A common concept in message queuing, in Kafka, refers to the server node where Kafka instance is deployed.

  • Topic

Topics used to distinguish different types of information. For example, if application a subscribes to topic T1 and application B subscribes to topic T2 without subscribing to T1, the data sent to topic T1 can only be read by application a, but not by application B.

  • Partition

Each topic can have one or more partitions. Partition is on the physical level, different partitions correspond to different data files. Kafka uses partitions to support physical concurrent writes and reads, which greatly improves throughput.

  • Record

A record of messages that are actually written to Kafka and can be read. Each record contains key, value, and timestamp.

  • Producer

Producer, used to send data (record) to Kafka.

  • Consumer

Consumer, used to read the data in Kafka (record).

  • Consumer Group

A consumer group can contain one or more consumers. Using multi partition + multi consumer mode can greatly improve the processing speed of data downstream.

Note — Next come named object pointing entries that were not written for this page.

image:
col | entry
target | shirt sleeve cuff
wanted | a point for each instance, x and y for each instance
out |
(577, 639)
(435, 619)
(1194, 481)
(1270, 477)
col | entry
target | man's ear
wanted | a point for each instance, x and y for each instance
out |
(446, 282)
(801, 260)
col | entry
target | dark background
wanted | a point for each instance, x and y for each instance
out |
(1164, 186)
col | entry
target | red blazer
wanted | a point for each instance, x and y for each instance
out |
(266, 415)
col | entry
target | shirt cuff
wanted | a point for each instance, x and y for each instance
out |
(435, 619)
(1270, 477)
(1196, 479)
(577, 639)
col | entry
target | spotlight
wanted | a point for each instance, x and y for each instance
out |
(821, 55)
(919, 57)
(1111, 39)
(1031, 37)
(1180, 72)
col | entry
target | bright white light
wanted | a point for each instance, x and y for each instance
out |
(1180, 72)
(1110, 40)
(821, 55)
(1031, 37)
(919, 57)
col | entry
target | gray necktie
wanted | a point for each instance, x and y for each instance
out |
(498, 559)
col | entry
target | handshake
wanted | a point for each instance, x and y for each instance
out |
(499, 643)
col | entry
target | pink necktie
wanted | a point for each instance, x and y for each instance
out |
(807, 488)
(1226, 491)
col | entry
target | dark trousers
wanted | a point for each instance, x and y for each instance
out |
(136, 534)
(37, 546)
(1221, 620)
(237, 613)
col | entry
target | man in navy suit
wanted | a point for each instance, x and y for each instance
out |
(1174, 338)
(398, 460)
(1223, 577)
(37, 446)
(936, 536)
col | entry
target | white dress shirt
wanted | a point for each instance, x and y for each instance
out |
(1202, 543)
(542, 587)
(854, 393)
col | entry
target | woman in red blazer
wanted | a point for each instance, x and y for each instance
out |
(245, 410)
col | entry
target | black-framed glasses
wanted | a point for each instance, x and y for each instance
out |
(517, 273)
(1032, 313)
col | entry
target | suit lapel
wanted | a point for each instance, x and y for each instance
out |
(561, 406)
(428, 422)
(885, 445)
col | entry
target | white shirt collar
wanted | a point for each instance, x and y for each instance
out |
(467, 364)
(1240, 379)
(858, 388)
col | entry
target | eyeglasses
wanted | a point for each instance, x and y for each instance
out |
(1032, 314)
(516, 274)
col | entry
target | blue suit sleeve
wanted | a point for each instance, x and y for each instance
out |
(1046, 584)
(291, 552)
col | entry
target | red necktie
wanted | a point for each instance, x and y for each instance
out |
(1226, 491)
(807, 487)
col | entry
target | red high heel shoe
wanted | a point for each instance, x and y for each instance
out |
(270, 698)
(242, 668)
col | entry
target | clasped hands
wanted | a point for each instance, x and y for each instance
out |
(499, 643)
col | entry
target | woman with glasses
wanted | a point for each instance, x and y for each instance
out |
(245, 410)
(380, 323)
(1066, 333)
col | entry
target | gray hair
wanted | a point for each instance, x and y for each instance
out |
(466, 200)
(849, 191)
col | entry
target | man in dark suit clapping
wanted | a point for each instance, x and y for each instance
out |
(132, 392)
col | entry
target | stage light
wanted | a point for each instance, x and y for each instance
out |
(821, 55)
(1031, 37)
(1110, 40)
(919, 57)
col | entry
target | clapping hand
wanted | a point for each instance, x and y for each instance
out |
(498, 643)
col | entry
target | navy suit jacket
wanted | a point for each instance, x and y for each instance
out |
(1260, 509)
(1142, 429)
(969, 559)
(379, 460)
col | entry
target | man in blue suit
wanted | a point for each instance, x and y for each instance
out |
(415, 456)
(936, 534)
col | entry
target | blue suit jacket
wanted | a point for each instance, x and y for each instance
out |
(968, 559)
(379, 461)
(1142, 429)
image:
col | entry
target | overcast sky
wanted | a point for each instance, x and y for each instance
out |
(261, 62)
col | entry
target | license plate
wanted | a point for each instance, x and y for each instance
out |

Interpretation of Kafka core terms

  • Topic: every message sent to the Kafka cluster can have a category, which is called topic. Different messages will be stored separately. If the topic is large, it can be distributed to multiple brokers. It can also be understood as follows: topic is considered as a queue, and each message must specify its topic. It can be said that we need to know which message to put in Queue. For traditional message queues, messages that have been consumed are usually deleted, while Kafka clusters retain all messages, whether they are consumed or not. Of course, due to disk limitations, it is impossible to keep all the data permanently (which is not really necessary), so Kafka provides two strategies to delete the old data. One is based on time, the other is based on the size of partition file.
  • Broker: a Kafka server can be called a broker. A cluster consists of multiple brokers. A broker can have multiple topics
  • Partition: in order to improve the throughput of Kafka linearly, topics are physically divided into one or more partitions, each of which is an orderly queue. And each partition physically corresponds to a folder, which stores all messages and index files of this partition.

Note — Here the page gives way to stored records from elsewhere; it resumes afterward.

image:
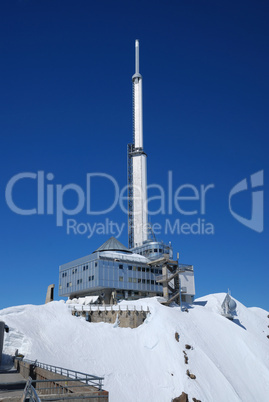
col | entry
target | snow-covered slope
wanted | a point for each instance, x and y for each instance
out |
(229, 359)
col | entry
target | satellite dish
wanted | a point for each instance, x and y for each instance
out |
(228, 307)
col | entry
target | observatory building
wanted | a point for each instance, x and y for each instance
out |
(146, 268)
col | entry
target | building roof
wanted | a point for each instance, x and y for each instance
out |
(113, 244)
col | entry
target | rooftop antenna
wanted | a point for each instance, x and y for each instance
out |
(137, 167)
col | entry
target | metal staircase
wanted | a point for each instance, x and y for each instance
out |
(170, 279)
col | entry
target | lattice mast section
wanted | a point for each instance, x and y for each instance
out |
(137, 162)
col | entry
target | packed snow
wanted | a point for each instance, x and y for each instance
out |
(230, 359)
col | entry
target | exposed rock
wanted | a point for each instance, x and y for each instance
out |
(182, 398)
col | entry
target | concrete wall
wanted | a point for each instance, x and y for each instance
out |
(2, 331)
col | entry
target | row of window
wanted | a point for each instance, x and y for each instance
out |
(139, 280)
(69, 284)
(75, 270)
(143, 269)
(155, 250)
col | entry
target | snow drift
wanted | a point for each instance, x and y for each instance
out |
(230, 359)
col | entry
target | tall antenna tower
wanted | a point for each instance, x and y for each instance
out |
(137, 167)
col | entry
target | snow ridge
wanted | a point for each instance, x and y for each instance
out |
(230, 360)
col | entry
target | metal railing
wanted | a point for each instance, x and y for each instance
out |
(29, 392)
(107, 307)
(89, 379)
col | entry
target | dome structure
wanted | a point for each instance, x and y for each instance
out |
(112, 244)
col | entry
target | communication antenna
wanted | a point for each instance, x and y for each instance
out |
(228, 306)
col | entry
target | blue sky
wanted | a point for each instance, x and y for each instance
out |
(66, 109)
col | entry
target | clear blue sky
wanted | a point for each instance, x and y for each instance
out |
(66, 109)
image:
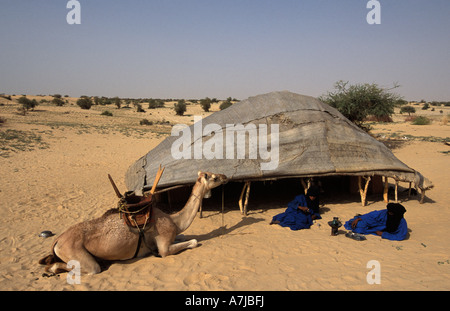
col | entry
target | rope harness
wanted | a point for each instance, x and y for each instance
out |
(136, 211)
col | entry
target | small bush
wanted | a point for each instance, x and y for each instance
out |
(408, 109)
(107, 113)
(27, 104)
(155, 103)
(180, 107)
(421, 121)
(145, 122)
(139, 108)
(58, 101)
(205, 104)
(84, 103)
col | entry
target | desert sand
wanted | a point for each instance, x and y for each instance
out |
(60, 178)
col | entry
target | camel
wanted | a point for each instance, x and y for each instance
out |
(109, 238)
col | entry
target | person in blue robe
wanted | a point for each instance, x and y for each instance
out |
(301, 211)
(388, 223)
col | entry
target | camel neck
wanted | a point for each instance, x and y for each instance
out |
(184, 218)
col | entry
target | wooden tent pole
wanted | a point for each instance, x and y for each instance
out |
(396, 191)
(385, 190)
(243, 207)
(247, 194)
(305, 187)
(362, 192)
(422, 196)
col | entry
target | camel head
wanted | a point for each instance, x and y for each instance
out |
(211, 181)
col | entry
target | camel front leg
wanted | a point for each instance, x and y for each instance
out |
(165, 248)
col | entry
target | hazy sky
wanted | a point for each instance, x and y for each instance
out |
(237, 48)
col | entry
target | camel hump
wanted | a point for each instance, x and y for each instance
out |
(48, 260)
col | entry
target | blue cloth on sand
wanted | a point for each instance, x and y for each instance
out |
(376, 221)
(295, 218)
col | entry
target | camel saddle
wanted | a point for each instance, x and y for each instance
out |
(135, 210)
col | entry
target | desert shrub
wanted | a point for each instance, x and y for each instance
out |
(117, 102)
(145, 122)
(408, 109)
(138, 107)
(226, 104)
(58, 101)
(155, 103)
(421, 121)
(358, 101)
(180, 107)
(205, 104)
(107, 113)
(84, 103)
(27, 103)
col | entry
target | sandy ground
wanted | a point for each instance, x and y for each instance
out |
(62, 180)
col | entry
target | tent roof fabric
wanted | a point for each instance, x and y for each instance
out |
(314, 139)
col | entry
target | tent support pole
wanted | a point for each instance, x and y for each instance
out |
(396, 191)
(305, 187)
(422, 196)
(385, 190)
(243, 207)
(362, 192)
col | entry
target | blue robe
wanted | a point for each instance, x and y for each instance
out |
(376, 221)
(295, 218)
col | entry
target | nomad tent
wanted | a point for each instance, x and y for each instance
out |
(270, 137)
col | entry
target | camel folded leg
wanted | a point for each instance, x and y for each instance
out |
(88, 264)
(165, 248)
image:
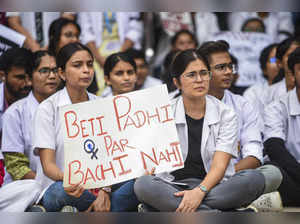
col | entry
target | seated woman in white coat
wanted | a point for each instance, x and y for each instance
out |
(208, 132)
(21, 163)
(75, 67)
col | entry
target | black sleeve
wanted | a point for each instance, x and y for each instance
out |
(277, 152)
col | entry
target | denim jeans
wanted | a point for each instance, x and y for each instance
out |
(238, 191)
(122, 198)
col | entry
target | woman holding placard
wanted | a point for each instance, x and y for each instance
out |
(208, 131)
(75, 68)
(119, 74)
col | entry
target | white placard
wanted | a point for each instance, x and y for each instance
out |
(246, 47)
(9, 38)
(115, 139)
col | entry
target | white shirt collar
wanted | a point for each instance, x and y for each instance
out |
(211, 114)
(294, 104)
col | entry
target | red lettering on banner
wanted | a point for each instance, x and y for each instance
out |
(96, 172)
(92, 125)
(140, 123)
(116, 104)
(163, 157)
(107, 145)
(83, 128)
(154, 159)
(106, 170)
(100, 126)
(87, 173)
(124, 143)
(115, 147)
(175, 145)
(123, 172)
(127, 122)
(167, 113)
(76, 172)
(68, 116)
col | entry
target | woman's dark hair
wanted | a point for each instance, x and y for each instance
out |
(113, 59)
(211, 47)
(183, 59)
(176, 36)
(243, 29)
(166, 76)
(66, 52)
(284, 46)
(37, 58)
(55, 32)
(294, 58)
(264, 55)
(136, 54)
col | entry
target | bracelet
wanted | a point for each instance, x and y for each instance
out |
(106, 189)
(203, 188)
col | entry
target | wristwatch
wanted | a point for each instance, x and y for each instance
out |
(203, 188)
(106, 189)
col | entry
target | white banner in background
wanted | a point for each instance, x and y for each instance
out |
(10, 38)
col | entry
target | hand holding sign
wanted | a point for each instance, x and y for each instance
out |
(131, 133)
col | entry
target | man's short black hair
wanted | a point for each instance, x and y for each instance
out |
(284, 46)
(211, 47)
(136, 54)
(294, 58)
(17, 57)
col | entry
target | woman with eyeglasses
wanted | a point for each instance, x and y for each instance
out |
(208, 131)
(75, 67)
(17, 139)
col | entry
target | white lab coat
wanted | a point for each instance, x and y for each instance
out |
(17, 130)
(249, 135)
(48, 132)
(282, 120)
(219, 133)
(257, 95)
(129, 26)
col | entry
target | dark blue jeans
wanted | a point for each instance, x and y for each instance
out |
(122, 198)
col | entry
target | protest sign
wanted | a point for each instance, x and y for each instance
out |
(246, 47)
(111, 140)
(10, 38)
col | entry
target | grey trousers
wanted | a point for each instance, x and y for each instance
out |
(238, 191)
(273, 177)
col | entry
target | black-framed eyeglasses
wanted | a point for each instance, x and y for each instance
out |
(223, 67)
(70, 35)
(46, 71)
(205, 75)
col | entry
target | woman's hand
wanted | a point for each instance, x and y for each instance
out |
(75, 190)
(101, 204)
(151, 173)
(191, 199)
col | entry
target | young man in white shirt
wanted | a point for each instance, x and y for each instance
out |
(284, 49)
(15, 67)
(250, 146)
(281, 135)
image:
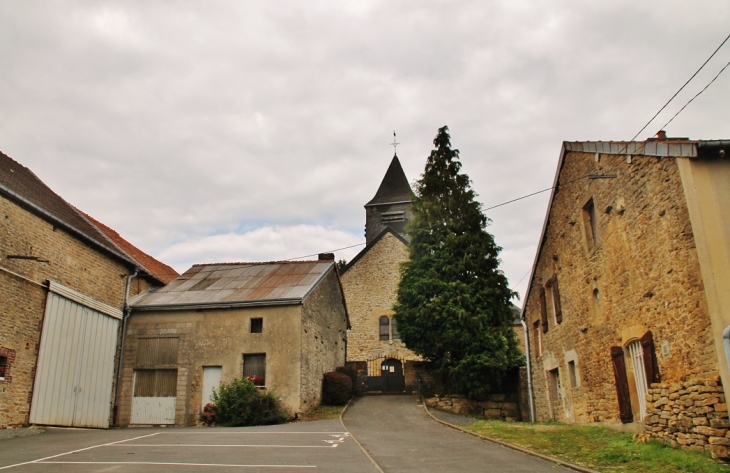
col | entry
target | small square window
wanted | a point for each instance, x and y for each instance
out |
(254, 368)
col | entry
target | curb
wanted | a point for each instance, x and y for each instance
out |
(572, 466)
(377, 467)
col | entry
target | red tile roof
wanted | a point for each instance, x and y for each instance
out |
(154, 267)
(21, 185)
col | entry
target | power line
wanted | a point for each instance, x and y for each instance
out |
(681, 88)
(329, 251)
(698, 94)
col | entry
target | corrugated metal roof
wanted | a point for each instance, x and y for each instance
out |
(238, 284)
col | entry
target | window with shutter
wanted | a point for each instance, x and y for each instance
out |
(254, 368)
(651, 366)
(622, 385)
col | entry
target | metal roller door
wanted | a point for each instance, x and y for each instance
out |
(73, 383)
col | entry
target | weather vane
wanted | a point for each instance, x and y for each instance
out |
(394, 144)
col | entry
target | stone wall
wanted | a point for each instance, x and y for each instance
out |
(371, 286)
(692, 415)
(643, 275)
(72, 263)
(324, 338)
(497, 406)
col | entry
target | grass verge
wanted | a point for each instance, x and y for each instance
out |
(598, 448)
(321, 413)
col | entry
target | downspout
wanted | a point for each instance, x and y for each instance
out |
(529, 370)
(125, 317)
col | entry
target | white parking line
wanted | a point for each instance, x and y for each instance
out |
(76, 451)
(225, 465)
(176, 445)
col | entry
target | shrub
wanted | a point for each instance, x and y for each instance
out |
(349, 371)
(209, 413)
(241, 403)
(336, 388)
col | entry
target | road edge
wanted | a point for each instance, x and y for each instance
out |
(375, 464)
(572, 466)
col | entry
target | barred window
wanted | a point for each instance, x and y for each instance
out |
(384, 326)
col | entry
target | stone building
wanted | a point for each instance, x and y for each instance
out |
(370, 282)
(63, 288)
(628, 308)
(284, 323)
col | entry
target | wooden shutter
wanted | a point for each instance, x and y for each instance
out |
(651, 367)
(622, 385)
(543, 310)
(556, 300)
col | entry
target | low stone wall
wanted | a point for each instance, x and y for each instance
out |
(691, 415)
(497, 406)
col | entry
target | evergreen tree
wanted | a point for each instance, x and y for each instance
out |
(453, 305)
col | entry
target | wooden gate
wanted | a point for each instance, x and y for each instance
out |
(386, 375)
(75, 372)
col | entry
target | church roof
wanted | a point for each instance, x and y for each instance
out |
(394, 188)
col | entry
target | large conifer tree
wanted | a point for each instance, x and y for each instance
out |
(453, 304)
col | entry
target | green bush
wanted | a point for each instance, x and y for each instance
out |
(241, 403)
(349, 371)
(336, 388)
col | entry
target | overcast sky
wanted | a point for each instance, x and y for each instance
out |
(257, 130)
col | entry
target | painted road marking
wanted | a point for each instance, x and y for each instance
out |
(225, 465)
(75, 451)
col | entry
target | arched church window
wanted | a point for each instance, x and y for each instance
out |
(384, 325)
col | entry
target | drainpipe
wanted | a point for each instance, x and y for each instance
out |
(125, 317)
(529, 371)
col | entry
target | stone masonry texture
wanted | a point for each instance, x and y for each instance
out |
(644, 275)
(22, 304)
(691, 414)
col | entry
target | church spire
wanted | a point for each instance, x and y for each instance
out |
(391, 206)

Partition representation: topic name – partition ID each log file is a log entry sequence, each log entry contains a 4-byte integer value (value m + 5), a byte “magic value” and a 4-byte CRC check code, and then the m-byte message. The log entries are not composed of one file, but are divided into multiple segments, with the first segment for each segment The offset of the message is named and suffixed with “. Kafka”. In addition, there will be an index file, which indicates that each message in the offset range partition of the log entry contained in each segment has a unique 64 byte offset under the current partition. It indicates the starting position of this message. Kafka only guarantees that the data of one partition is sent to the consumer in sequence, but not the order of multiple partitions in the whole topic

  • Replicas: imagine that once a broker goes down, all the partition data on it cannot be consumed, so you need to back up the partition. After one of them goes down, other replicas must be able to continue serving and not cause data duplication or data loss.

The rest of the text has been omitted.